16. Observability
Chapter 16 of 24 · 20 min
If you can't measure it, you can't improve it. Agent systems are notorious for being opaque—requests enter and responses exit, but the middle is a black box.
The Three Pillars
Log aggregation, metrics collection, and distributed tracing work together. Missing any one creates blind spots.
Structured Logging
Unstructured logs are useless for debugging production systems:
import logging
import json
from datetime import datetime
from contextvars import ContextVar
correlation_id: ContextVar[str] = ContextVar('correlation_id', default='')
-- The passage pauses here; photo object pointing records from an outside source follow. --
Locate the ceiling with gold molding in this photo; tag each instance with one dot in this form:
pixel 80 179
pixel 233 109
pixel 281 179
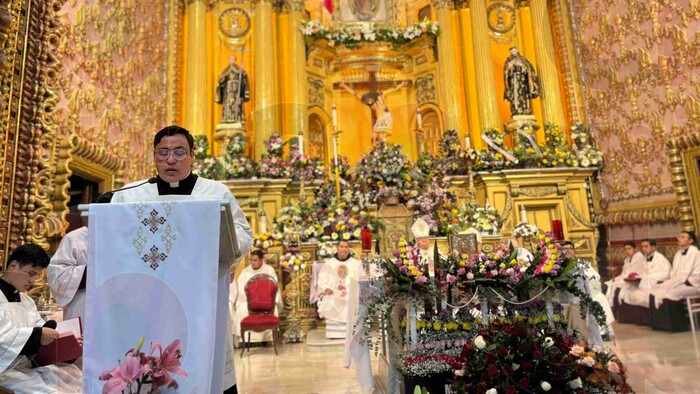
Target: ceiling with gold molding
pixel 641 67
pixel 112 83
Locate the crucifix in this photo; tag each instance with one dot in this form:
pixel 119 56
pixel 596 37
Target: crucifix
pixel 374 98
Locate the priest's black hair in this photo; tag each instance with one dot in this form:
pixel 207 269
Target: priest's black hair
pixel 691 235
pixel 169 131
pixel 30 254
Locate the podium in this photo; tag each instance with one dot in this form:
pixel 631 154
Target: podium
pixel 160 270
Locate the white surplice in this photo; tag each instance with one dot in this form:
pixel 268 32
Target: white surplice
pixel 333 307
pixel 635 263
pixel 686 268
pixel 239 301
pixel 17 320
pixel 658 269
pixel 65 272
pixel 214 189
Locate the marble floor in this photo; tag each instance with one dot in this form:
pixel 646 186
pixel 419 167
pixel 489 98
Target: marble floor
pixel 657 362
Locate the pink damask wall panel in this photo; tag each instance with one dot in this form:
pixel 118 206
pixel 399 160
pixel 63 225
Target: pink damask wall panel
pixel 113 91
pixel 641 70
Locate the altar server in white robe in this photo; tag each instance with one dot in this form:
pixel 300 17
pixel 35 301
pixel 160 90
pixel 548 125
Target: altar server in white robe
pixel 421 233
pixel 173 154
pixel 239 300
pixel 333 284
pixel 22 330
pixel 658 270
pixel 634 263
pixel 684 280
pixel 67 273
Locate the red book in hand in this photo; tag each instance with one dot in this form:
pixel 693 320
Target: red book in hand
pixel 65 349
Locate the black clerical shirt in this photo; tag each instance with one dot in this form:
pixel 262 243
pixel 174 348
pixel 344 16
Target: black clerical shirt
pixel 30 348
pixel 184 187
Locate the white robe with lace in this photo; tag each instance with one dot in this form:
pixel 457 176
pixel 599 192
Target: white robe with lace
pixel 658 269
pixel 17 320
pixel 685 268
pixel 65 272
pixel 635 263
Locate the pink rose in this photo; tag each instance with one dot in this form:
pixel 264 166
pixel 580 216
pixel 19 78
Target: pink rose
pixel 588 361
pixel 577 350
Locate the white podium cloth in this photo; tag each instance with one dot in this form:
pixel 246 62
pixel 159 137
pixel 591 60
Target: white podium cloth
pixel 155 274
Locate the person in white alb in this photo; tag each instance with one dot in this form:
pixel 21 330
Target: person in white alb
pixel 239 300
pixel 633 266
pixel 67 271
pixel 658 270
pixel 333 283
pixel 173 154
pixel 23 332
pixel 684 279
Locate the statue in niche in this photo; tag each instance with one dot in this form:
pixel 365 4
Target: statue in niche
pixel 521 83
pixel 232 92
pixel 383 121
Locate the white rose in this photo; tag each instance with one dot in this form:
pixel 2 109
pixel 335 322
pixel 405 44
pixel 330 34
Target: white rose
pixel 479 342
pixel 575 384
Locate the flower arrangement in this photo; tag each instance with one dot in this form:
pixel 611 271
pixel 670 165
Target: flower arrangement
pixel 367 33
pixel 557 152
pixel 386 165
pixel 138 370
pixel 525 230
pixel 486 219
pixel 513 358
pixel 491 158
pixel 292 261
pixel 586 152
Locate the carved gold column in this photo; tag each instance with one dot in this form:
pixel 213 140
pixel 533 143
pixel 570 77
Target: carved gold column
pixel 552 107
pixel 297 69
pixel 265 106
pixel 451 93
pixel 196 89
pixel 483 62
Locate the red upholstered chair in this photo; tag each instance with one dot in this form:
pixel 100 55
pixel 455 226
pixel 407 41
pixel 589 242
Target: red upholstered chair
pixel 261 291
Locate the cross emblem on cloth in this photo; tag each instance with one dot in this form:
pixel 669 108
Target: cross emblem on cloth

class StructuredFormatter(logging.Formatter):
def format(self, record: logging.LogRecord) -> str:
log_data = {
"timestamp": datetime.utcnow().isoformat() + "Z",
"level": record.levelname,
"message": record.getMessage(),
"logger": record.name,
"correlation_id": correlation_id.get(),
}
# Add extra fields
if hasattr(record, 'agent_id'):
log_data['agent_id'] = record.agent_id
if hasattr(record, 'duration_ms'):
log_data['duration_ms'] = record.duration_ms
return json.dumps(log_data)
# Usage
logger = logging.getLogger("agent.pipeline")
logger.setLevel(logging.INFO)
handler = logging.StreamHandler()
handler.setFormatter(StructuredFormatter())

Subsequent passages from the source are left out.